A dix jours de la sortie de Star Wars : Le Réveil de la Force, le 16 décembre, plusieurs salles d'art et essai ont décidé de dénoncer publiquement la politique des studios Disney, qui leur a refusé une copie du film le plus attendu de l'année au profit des multiplexes. Signataires d'une pétition, leurs directeurs sont toujours dans l'attente d'une décision de la médiatrice du cinéma, Laurence Franceschini.

Mais certains cinémas ont tout de même réussi à mettre la main sur la précieuse bobine. C'est le cas de Boris Spire, directeur du cinéma L'Ecran à Saint-Denis (Seine-Saint-Denis). Interrogé par francetv info, il voit à travers ce combat le symptôme d'une guerre plus profonde : celle de la survie du cinéma d'auteur.

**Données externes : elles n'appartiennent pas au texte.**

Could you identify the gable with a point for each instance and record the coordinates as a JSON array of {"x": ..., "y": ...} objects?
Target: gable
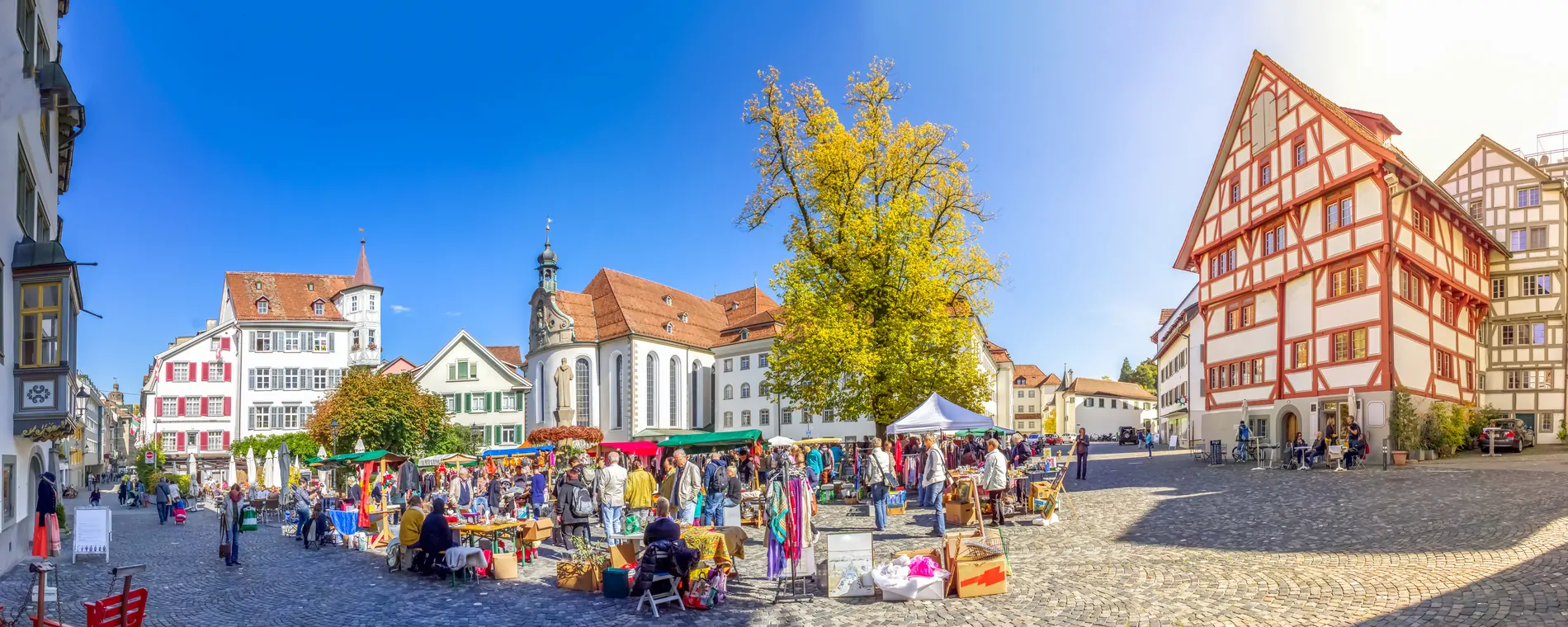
[{"x": 1273, "y": 111}]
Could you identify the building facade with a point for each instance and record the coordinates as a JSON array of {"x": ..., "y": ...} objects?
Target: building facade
[
  {"x": 278, "y": 345},
  {"x": 645, "y": 356},
  {"x": 43, "y": 295},
  {"x": 484, "y": 388},
  {"x": 1520, "y": 201},
  {"x": 1101, "y": 407},
  {"x": 1179, "y": 391},
  {"x": 1032, "y": 391},
  {"x": 1330, "y": 268}
]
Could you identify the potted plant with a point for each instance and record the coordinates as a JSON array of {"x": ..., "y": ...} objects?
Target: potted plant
[{"x": 585, "y": 568}]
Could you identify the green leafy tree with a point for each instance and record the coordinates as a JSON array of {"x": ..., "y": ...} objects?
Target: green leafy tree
[
  {"x": 388, "y": 412},
  {"x": 1126, "y": 370},
  {"x": 885, "y": 275}
]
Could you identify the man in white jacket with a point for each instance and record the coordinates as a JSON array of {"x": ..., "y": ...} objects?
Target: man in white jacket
[
  {"x": 612, "y": 493},
  {"x": 993, "y": 477},
  {"x": 933, "y": 480}
]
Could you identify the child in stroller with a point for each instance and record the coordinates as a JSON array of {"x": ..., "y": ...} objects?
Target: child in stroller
[{"x": 319, "y": 526}]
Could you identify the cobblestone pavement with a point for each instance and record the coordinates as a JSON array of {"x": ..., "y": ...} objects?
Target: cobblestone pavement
[{"x": 1160, "y": 541}]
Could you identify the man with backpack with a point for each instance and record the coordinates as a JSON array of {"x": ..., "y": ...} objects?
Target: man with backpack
[{"x": 574, "y": 505}]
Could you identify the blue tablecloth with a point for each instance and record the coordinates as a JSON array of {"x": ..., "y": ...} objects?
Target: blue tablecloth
[{"x": 347, "y": 522}]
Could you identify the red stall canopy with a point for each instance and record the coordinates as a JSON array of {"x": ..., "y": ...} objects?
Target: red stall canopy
[{"x": 640, "y": 449}]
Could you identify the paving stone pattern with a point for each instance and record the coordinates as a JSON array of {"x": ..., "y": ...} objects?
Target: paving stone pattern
[{"x": 1162, "y": 541}]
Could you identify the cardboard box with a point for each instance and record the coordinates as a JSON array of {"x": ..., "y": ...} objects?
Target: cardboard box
[
  {"x": 982, "y": 578},
  {"x": 961, "y": 515},
  {"x": 625, "y": 554},
  {"x": 505, "y": 564},
  {"x": 578, "y": 576},
  {"x": 536, "y": 530}
]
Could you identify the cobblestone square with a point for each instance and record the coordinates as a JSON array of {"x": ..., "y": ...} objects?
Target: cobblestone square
[{"x": 1145, "y": 541}]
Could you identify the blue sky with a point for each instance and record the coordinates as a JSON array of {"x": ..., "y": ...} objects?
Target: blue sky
[{"x": 234, "y": 137}]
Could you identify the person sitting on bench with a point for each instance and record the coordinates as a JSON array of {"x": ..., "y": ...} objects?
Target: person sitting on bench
[{"x": 435, "y": 538}]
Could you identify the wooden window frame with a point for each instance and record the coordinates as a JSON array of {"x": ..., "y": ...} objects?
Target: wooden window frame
[{"x": 1338, "y": 200}]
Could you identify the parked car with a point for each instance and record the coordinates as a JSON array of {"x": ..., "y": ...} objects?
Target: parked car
[{"x": 1510, "y": 433}]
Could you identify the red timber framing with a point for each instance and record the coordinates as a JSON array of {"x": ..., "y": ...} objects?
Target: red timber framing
[{"x": 1344, "y": 198}]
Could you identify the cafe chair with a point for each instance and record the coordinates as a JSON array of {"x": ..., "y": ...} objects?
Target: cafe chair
[{"x": 672, "y": 595}]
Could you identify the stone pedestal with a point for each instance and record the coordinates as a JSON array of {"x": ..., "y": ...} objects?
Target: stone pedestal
[{"x": 564, "y": 417}]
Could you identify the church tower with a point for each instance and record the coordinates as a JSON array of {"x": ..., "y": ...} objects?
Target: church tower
[{"x": 361, "y": 304}]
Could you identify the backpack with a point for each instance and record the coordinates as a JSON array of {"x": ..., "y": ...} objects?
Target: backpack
[{"x": 582, "y": 503}]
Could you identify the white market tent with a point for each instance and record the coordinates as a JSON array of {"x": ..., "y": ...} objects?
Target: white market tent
[{"x": 940, "y": 414}]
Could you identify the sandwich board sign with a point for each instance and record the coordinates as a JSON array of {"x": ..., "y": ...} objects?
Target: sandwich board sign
[{"x": 92, "y": 533}]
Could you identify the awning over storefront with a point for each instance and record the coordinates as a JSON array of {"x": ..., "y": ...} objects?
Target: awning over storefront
[{"x": 712, "y": 439}]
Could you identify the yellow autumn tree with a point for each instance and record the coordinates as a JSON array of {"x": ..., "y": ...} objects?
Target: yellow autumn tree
[{"x": 885, "y": 280}]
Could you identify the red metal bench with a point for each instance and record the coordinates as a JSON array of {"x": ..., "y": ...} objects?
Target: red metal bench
[{"x": 121, "y": 610}]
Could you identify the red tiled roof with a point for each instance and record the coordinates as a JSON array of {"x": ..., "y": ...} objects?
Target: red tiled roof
[
  {"x": 289, "y": 297},
  {"x": 1032, "y": 375},
  {"x": 507, "y": 355},
  {"x": 1111, "y": 389}
]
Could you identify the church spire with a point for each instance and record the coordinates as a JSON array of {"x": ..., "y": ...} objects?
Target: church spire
[
  {"x": 362, "y": 270},
  {"x": 548, "y": 266}
]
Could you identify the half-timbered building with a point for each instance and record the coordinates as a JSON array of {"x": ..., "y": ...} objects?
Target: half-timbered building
[
  {"x": 1330, "y": 270},
  {"x": 1520, "y": 201}
]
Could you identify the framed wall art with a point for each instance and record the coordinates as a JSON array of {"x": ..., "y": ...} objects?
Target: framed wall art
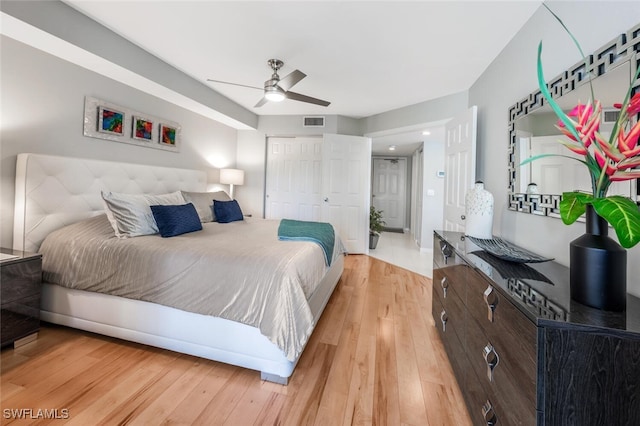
[
  {"x": 142, "y": 129},
  {"x": 168, "y": 134},
  {"x": 107, "y": 121},
  {"x": 110, "y": 121}
]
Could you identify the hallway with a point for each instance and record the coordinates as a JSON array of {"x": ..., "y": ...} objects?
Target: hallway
[{"x": 400, "y": 250}]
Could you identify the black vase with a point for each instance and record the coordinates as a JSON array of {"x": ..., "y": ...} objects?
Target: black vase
[{"x": 598, "y": 270}]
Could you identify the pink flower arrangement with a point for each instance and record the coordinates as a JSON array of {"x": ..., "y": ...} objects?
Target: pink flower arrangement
[{"x": 609, "y": 160}]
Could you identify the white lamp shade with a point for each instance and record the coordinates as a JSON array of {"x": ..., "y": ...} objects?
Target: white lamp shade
[{"x": 232, "y": 176}]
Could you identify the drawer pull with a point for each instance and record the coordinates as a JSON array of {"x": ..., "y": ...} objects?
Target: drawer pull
[
  {"x": 444, "y": 318},
  {"x": 488, "y": 414},
  {"x": 491, "y": 358},
  {"x": 444, "y": 283},
  {"x": 446, "y": 250},
  {"x": 491, "y": 299}
]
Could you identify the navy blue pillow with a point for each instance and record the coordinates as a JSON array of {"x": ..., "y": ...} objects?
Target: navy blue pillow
[
  {"x": 227, "y": 211},
  {"x": 175, "y": 220}
]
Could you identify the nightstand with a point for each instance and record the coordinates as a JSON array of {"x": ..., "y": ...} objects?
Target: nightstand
[{"x": 20, "y": 286}]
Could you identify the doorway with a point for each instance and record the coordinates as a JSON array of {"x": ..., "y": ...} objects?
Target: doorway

Francetv info : Pourquoi avez-vous choisi de diffuser Star Wars : Le Réveil de la Force ?

Boris Spire : On a toujours diffusé une petite proportion de films grand public, en particulier pendant les vacances. Nous ne le diffuserons qu'à partir de la deuxième semaine de sortie, pour laisser à l'affiche Le Voyage d'Arlo, un film d'animation pour enfants qui nous tient à cœur. Mais projeter le prochain épisode de Star Wars permet d'attirer un nouveau public qui n'a pas forcément les moyens d'aller dans des grandes salles. Nos tarifs vont en effet de 3,5 à 7 euros maximum.

C'est un pari de notre part, mais nous avons quelques spectateurs qui ont déjà réservé des places. Il y a un engouement. Et puis, les publics évoluent. Les cinéphiles vont tout autant voir des films d'auteurs que le dernier James Bond. Notre mission n'est pas remise en cause par le fait de diffuser des blockbusters.

Avez-vous eu des difficultés à obtenir le film ?

Non, pas vraiment. Nous sommes très implantés sur le territoire de Saint-Denis, et le multiplex Gaumont installé depuis 1998 s'adresse à un public très différent en ne diffusant quasiment jamais de films en version originale. Nous ne sommes pas en concurrence directe et nous avons de très bons rapports avec les distributeurs qui nous connaissent depuis 30 ans. Ces derniers savent qu'en diffusant leur film dans notre cinéma, nous touchons un public qui n'irait de toute façon pas au Gaumont du Stade de France.

Comprenez-vous la colère des cinémas n'ayant pas eu accès à la fameuse copie ?

Cela peut paraître contradictoire que des salles d'art et essai montent au créneau pour un film comme Star Wars. Il y a toujours eu des films grand public dans les salles d'art et essai, mais aujourd'hui la lutte est devenue très rude pour obtenir la moindre copie. Depuis quelques années, les distributeurs privilégient les très grands groupes qui rassemblent le plus d'entrées. Les petites salles indépendantes ont du mal à faire le poids dans ce rapport de force.

Le paradoxe, c'est que des salles qui défendent le cinéma d'art et essai se mobilisent de façon nationale pour diffuser un film aussi grand public. Mais c'est nécessaire pour la survie de nos salles. Si on ne programme pas des films comme Star Wars, on passe à côté de recettes énormes qui nous permettent de programmer des films moins populaires. Et nous en avons besoin dès les premières semaines, car ce sont les plus lucratives. Sans ces grosses productions qui font beaucoup d'entrées en très peu de temps, c'est la mort assurée. On ne survivra pas avec les films d'auteur, on n'aurait plus qu'à mettre la clé sous la porte.